Chaos & quietude
Blending Serenity and Mayhem since 2019
We recently celebrated one of our kid’s turning 11. Birthdays are a big deal in our household and without spending a fortune; we’ve been known to throw some decent parties, from the perspective of an eight year old at least. Though our festivities involve many of the elements of your typical party; presents, cake, etc, we also incorporate a few novelties shared below to help make the survivor-of-another-year feel extra appreciated.
Attention to Orders
The fanfare begins with the birthday kid (or parent) being spoiled throughout the day. On the farmstead, this means foremost that their standing assigned chores are divided amongst the rest of the family. The VIP also gets to pick the meals and deserts for the day, dictate most ancillary activities, and are excused from attending to their studies, a benefit of homeschooling. I expect these things listed so far are predicable, but we go beyond that. In a transfer of power rivaling monarchs of old, the birthday celebrant also has the statutory authority to issue commands to other family members. I don’t remember how this tradition came about, though I’d guess it was inaugurated on the spur of a whim just stuck. In any case, our girls delight in being able to say“I birthday order you to do xxx ” to their siblings. There are parental limitations imposed, but for the most part, the privilege is not abused and is undertaken with playful goodwill by both sides.

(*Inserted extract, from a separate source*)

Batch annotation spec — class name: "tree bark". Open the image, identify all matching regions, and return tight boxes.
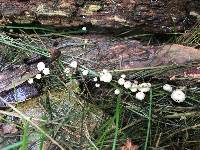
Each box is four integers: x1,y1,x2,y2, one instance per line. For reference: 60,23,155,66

A great time-killer that has been popular with my own kids and typically with guests is to let the kiddos take turns riding a sled (there is usually snow) pulled by our tractor or snowmobile. I can take three or four at a time and though a few young’uns have been too intimidated, most seem to really get a kick out it as a novel experience. There is the added benefit that giving rides affords me a productive excuse to circumvent small talk with folks I don’t really know that well. I should mention however, that to avoid potential unpleasantness, I’ve made a habit of obtaining permission from the moms before offering these rides but have yet to find one unwilling to let their offspring participate.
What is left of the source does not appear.